The broader implications extend beyond efficiency gains. By making small loans economically viable, Kaaj could democratize access to business capital - a persistent barrier to small business growth and economic mobility.
"By automating the science of credit analysis, we free up human underwriters to focus on the art of deal-making and subjective assessment, which is their true competitive advantage," Shah said. It's a vision that augments rather than replaces human expertise, focusing automation on repetitive verification tasks.
The seed round positions Kaaj to scale rapidly in a market ripe for disruption. As more lenders recognize the competitive advantage of faster, more efficient underwriting, AI-powered platforms like Kaaj could reshape how capital flows to small businesses across America.

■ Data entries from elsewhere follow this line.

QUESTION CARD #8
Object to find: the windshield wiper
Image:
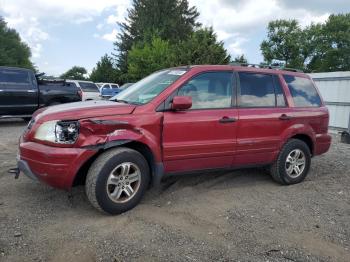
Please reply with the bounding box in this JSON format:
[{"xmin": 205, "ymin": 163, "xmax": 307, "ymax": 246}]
[{"xmin": 112, "ymin": 98, "xmax": 143, "ymax": 105}]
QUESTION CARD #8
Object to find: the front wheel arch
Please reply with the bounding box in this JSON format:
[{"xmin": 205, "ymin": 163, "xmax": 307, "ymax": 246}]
[{"xmin": 72, "ymin": 140, "xmax": 158, "ymax": 187}]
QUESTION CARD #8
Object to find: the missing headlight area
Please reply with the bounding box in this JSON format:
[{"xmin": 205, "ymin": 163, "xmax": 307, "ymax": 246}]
[{"xmin": 55, "ymin": 121, "xmax": 79, "ymax": 144}]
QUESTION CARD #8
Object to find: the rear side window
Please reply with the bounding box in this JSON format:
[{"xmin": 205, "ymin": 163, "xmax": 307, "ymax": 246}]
[
  {"xmin": 177, "ymin": 72, "xmax": 233, "ymax": 109},
  {"xmin": 238, "ymin": 73, "xmax": 276, "ymax": 107},
  {"xmin": 0, "ymin": 70, "xmax": 30, "ymax": 84},
  {"xmin": 79, "ymin": 82, "xmax": 99, "ymax": 92},
  {"xmin": 273, "ymin": 75, "xmax": 287, "ymax": 107},
  {"xmin": 66, "ymin": 83, "xmax": 77, "ymax": 87},
  {"xmin": 283, "ymin": 75, "xmax": 321, "ymax": 107}
]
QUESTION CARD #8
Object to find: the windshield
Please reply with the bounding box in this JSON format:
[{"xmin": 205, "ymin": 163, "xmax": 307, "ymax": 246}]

Kaaj's $3.8 million seed round represents more than just another fintech funding story - it's a potential solution to systemic capital access problems plaguing small businesses. By automating the tedious science of credit analysis while preserving human judgment for relationship building and nuanced decisions, the platform could finally make micro-lending profitable at scale. The real test will be whether lenders embrace this level of automation and whether Kaaj can maintain accuracy while processing exponentially more applications. If successful, millions of small businesses could gain access to growth capital currently blocked by economic inefficiencies.